As negotiations reach a technical level, Tehran insists on its right to enrich uranium while warning against threats from Washington.

Iranian President Masoud Pezeshkian said Saturday that his country would continue negotiations with the United States over its advancing nuclear program, but made clear that Tehran would not give up its core rights in the face of U.S. threats.
“We are negotiating, and we will continue to negotiate. We are not seeking war, but we do not fear any threat,” Pezeshkian said in a speech to navy officers broadcast by state television.
“It’s as if they think threats will make us surrender our human and legitimate rights,” he added. “We will not retreat. We will not relinquish our military, scientific, and nuclear honor.”
Talks have progressed to the “expert level,” indicating that both sides are attempting to hammer out the technical details of a potential agreement. Yet a key obstacle remains: Iran’s uranium enrichment activities. Tehran insists on maintaining its enrichment rights, while former President Donald Trump has renewed his demands that the program be fully dismantled.
Trump, during a regional visit this week, reiterated his longstanding threat to launch airstrikes against Iranian nuclear sites if an agreement is not reached.

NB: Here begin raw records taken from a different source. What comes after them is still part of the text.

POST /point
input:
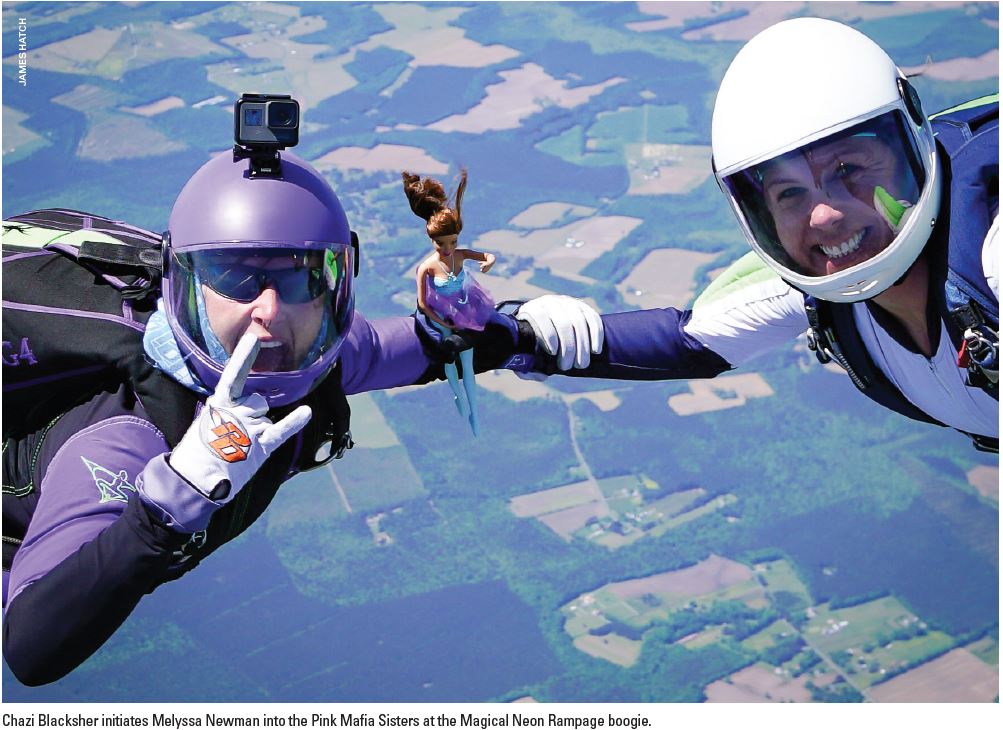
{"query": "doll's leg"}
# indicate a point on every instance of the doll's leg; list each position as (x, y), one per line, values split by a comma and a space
(452, 377)
(470, 386)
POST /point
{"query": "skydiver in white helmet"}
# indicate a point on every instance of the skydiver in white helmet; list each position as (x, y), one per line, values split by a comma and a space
(873, 227)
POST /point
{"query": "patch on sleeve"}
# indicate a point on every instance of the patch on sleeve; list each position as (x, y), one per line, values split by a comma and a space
(109, 483)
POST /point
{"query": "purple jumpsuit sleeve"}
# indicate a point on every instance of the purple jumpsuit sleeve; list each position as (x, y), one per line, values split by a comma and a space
(385, 353)
(91, 551)
(649, 344)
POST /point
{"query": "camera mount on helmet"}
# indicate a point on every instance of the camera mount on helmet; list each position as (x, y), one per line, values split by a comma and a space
(264, 124)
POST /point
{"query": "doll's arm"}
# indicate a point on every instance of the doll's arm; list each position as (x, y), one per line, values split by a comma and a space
(486, 259)
(423, 273)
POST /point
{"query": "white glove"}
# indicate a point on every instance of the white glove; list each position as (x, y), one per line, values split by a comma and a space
(232, 436)
(565, 327)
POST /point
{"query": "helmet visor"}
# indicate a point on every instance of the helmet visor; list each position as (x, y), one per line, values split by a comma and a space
(300, 299)
(834, 203)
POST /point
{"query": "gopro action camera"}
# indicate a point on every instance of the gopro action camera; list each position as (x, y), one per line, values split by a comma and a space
(264, 124)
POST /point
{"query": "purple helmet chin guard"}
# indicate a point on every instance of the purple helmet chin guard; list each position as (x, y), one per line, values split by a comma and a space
(222, 208)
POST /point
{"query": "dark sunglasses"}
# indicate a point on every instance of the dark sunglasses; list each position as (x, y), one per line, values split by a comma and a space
(296, 285)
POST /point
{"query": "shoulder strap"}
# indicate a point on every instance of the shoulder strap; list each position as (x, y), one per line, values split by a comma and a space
(969, 136)
(833, 336)
(126, 257)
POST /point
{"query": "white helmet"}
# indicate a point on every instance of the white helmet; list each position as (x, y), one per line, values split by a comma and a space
(822, 148)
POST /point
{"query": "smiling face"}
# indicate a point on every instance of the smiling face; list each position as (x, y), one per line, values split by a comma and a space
(287, 330)
(822, 203)
(832, 204)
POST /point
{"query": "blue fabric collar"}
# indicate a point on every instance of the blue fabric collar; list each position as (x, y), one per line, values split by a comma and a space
(158, 342)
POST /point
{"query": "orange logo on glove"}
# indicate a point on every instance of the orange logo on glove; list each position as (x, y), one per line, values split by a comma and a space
(232, 444)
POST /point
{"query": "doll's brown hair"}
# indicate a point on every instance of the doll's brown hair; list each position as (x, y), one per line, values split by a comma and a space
(428, 202)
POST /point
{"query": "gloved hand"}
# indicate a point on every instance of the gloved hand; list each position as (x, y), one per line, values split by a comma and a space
(232, 436)
(565, 327)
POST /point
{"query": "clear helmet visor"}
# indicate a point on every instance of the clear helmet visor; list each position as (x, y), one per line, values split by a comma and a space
(301, 298)
(833, 204)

Iranian officials have responded with increasingly open warnings that the country’s uranium stockpile could be weaponized if negotiations collapse.
On Friday, Trump acknowledged that a proposal had been made to Tehran during the talks, though he offered no details.
Throughout his trip, Trump emphasized that Iran must never acquire a nuclear weapon—a stance shared by U.S. intelligence agencies, which maintain that Tehran is not currently seeking one, but warn that its program is nearing weapons capability.
Mohammad Eslami, head of Iran’s atomic agency, defended the peaceful nature of the nuclear program and highlighted the extensive monitoring conducted by the International Atomic Energy Agency (IAEA).
“No country is monitored by the agency as much as we are,” Eslami said on state TV, noting that the IAEA carried out over 450 inspections in 2024 alone. “That’s about 25 percent of all IAEA inspections globally.”
Meanwhile, Israel has threatened to carry out unilateral strikes on Iranian facilities if it perceives a direct threat, further heightening tensions in a region already destabilized by the war in Gaza.
In his first public response to Trump’s regional tour, Iran’s Supreme Leader Ayatollah Ali Khamenei dismissed U.S. rhetoric about promoting peace through strength.
“Trump said he wants to use power for peace. He lied,” Khamenei said during a televised meeting with educators. “The U.S. used its power to massacre people in Gaza and to wage war wherever it could.”
Khamenei accused Washington of supplying 10-ton bombs to Israel “to drop on Gaza’s children, hospitals, homes in Lebanon, and wherever else they can.”
He also renewed his harsh condemnation of Israel, calling it “a deadly, dangerous, cancerous tumor” that “must and will be eradicated.” He further claimed that Arab nations were constrained by a U.S.-imposed model under which they could not act independently.
“This model has failed,” Khamenei said. “With the efforts of the region’s nations, the U.S. must leave the region—and it will.”
Tehran has long viewed the U.S. military presence in the Middle East as a threat, particularly since Trump unilaterally withdrew from the 2015 nuclear agreement in 2018 and reimposed crippling sanctions on Iran.